George loves eating real food. He eats vegetables and fruit and bread and shrimp and peanut butter. And by “eats” I mean he chews the food and spits most of it out, but he definitely enjoys the act of eating. If I put a bowl of yogurt and watermelon in front of him on his birthday, he’ll be thrilled. There’s no point in giving him a sugary cake just because it’s the current trend.
I was having dinner with my extended family and there was a discussion with my 8-year-old nephew about “healthy” food. All the adults explained why it was important to eat healthy food to make you feel strong.
A good point. But it was clear my nephew was motivated to eat healthy food because the adults were patting him on the back for it. He didn’t necessarily like it or want to eat it but he liked the approval.

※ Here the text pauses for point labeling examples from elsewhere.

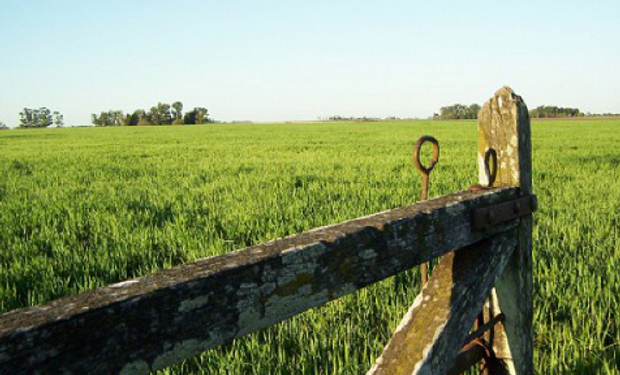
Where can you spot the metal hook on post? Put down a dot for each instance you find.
(426, 171)
(489, 155)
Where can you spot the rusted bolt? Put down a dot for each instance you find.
(533, 203)
(490, 217)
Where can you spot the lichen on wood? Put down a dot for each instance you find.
(146, 324)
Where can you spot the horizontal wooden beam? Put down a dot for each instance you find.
(145, 324)
(431, 334)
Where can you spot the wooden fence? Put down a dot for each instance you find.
(483, 236)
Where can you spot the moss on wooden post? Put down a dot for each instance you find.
(504, 125)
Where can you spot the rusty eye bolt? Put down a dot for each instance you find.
(426, 171)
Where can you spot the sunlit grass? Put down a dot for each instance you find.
(82, 208)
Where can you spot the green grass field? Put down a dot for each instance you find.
(82, 208)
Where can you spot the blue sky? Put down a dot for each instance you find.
(293, 60)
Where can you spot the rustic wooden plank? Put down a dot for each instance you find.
(146, 324)
(434, 329)
(504, 125)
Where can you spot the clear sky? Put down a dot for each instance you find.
(275, 60)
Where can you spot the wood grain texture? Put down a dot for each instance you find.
(504, 125)
(432, 333)
(146, 324)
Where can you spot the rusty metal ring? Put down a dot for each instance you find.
(418, 148)
(491, 175)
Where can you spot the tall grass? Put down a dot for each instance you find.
(82, 208)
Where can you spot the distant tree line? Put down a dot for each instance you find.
(160, 114)
(40, 118)
(351, 118)
(551, 111)
(458, 112)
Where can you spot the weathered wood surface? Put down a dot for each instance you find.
(149, 323)
(504, 125)
(434, 329)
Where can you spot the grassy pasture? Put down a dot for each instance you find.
(82, 208)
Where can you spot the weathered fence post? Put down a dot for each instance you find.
(504, 125)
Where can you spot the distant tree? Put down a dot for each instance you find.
(45, 117)
(198, 115)
(135, 117)
(59, 120)
(160, 114)
(36, 118)
(544, 111)
(109, 118)
(177, 112)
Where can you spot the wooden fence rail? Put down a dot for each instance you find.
(142, 325)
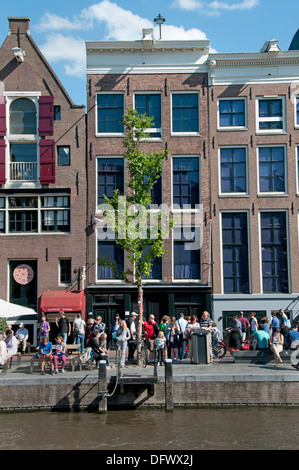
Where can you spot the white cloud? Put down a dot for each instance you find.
(117, 24)
(67, 49)
(214, 7)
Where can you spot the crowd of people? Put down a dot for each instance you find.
(276, 335)
(171, 337)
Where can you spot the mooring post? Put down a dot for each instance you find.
(102, 387)
(168, 385)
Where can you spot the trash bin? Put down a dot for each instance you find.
(201, 346)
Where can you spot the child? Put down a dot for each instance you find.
(60, 354)
(161, 348)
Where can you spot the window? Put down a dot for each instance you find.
(186, 181)
(109, 250)
(150, 104)
(233, 170)
(57, 113)
(186, 253)
(110, 177)
(23, 117)
(185, 113)
(272, 169)
(235, 253)
(55, 214)
(271, 115)
(65, 271)
(274, 252)
(64, 155)
(36, 214)
(232, 113)
(110, 111)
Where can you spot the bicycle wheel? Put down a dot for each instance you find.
(221, 350)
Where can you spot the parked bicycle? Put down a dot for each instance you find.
(220, 348)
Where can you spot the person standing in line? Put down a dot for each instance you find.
(44, 328)
(151, 330)
(132, 325)
(79, 331)
(245, 325)
(22, 335)
(182, 324)
(64, 326)
(122, 337)
(206, 323)
(253, 323)
(276, 345)
(59, 355)
(274, 323)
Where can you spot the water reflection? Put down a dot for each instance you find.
(183, 429)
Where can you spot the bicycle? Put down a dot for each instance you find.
(220, 348)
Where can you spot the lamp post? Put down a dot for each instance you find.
(159, 20)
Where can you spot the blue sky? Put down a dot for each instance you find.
(60, 27)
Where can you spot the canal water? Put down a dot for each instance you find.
(273, 428)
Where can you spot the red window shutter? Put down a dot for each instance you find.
(47, 161)
(2, 162)
(46, 115)
(2, 115)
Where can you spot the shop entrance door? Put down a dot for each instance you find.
(108, 314)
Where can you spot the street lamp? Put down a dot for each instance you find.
(159, 20)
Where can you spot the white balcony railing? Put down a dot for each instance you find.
(23, 171)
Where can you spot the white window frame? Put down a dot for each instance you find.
(271, 119)
(233, 194)
(230, 128)
(151, 130)
(108, 134)
(274, 193)
(187, 280)
(237, 211)
(178, 92)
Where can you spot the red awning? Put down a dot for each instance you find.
(55, 301)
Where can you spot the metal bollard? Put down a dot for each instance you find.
(168, 385)
(102, 387)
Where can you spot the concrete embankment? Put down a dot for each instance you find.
(219, 384)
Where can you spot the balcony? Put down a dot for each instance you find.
(23, 171)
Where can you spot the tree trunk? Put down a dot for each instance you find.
(140, 323)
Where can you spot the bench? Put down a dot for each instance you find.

What was missing from the conversation was the enjoyment of eating all kinds of foods and how the foods made his body feel afterwards. And not making it a moral issue by calling foods “good” and “bad.” As the authors explain, “There are some foods that don’t necessarily help the body, but exist, just to taste good.”
And that’s okay! When babies and kids are learning about food and nutrition, it’s most important they enjoy eating all kinds of foods with the understanding that some foods make them feel better than others.
I’m not keeping sugar away from George because I’m a health nut. I eat ice cream and chocolate on a regular basis. My husband and I are just waiting until he’s a little older to introduce it. And when we do, it won’t be as a reward or for a special event. It will be introduced the same way every food is introduced: as something yummy to eat.
So no, we are not doing a smash cake. I’m going to make zucchini bread and spread cream cheese on top. Which still has sugar in it, but it at least won’t be a cascade of glucose and fructose in George’s face.